BY BUDDY NEVINS
Renters who have been excluded from a key Fort Lauderdale group planning the future of the city may still get a chance to serve.
The requirement that only property owners be members of the Infrastructure Task Force should be changed to allow renters, said City Commissioner Dean Trantalis.
Trantalis will propose the change at Tuesday’s meeting.
The Infrastructure Task Force is not just any city advisory board.
The group will examine the condition of Fort Lauderdale’s roads, sidewalks, airports, seawalls, water and sewer pipes, treatment plants, well fields, parks and all other facilities. Members will then recommend how to pay for needed repairs or replacement.
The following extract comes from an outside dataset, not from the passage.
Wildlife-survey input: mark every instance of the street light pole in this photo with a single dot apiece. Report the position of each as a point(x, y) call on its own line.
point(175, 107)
Fort Lauderdale Mayor Jack Seiler earlier this month railroaded through a prohibition against renters serving on the task force. The mayor claimed only people who pay property taxes for infrastructure should be members. He ignored the fact that renters pay through their rent.
Trantalis acted after a post on Browardbeat.com outlined how Seiler’s plan discriminates against 50 percent of the city’s residents. The piece is linked here.
“It was an absurd position for the mayor to take. If you feel people are transients, don’t pick them for the board,” Trantalis said.
(Seiler was a renter when he ran for first ran for mayor, according to Brittany Wallman’s Sun-Sentinel story of April 22, 2008. Her story was headlined, “Legislator’s Residency Questioned.”
The story states, “Meanwhile, Seiler rented a house in Fort Lauderdale that’s not far from the two homes he owns in Wilton Manors. One of his law partners owns the Fort Lauderdale house, he confirmed.
That gave him the Fort Lauderdale address he needed in order to change his voter registration and be called Rep. Jack Seiler, D-Fort Lauderdale, instead of D-Wilton Manors.”
He was a renter then. Today he’s a hypocrite.)
Trantalis questioned Seiler on his membership restriction during the debate on the task force. He voted in favor of it so that he could bring it up again, he said.
Parliamentary rules state that in most cases, only those who voted to approve a measure can ask that it be reconsidered.
Trantalis would need a majority of the five-member commission – Seiler and four commissioners — to agree with him. He seemed to be resigned that a reversal of the other three commissioners is problematic.
“(The commissioners) are Tweedledum and Tweedledee,” Trantalis said. “They go along with the mayor.”
The reference is from Louis Carroll’s Through The Looking Glass. That’s soooo appropriate for Fort Lauderdale City Hall, where residents often feel like they fell down a rabbit hole when they try get anything accomplished.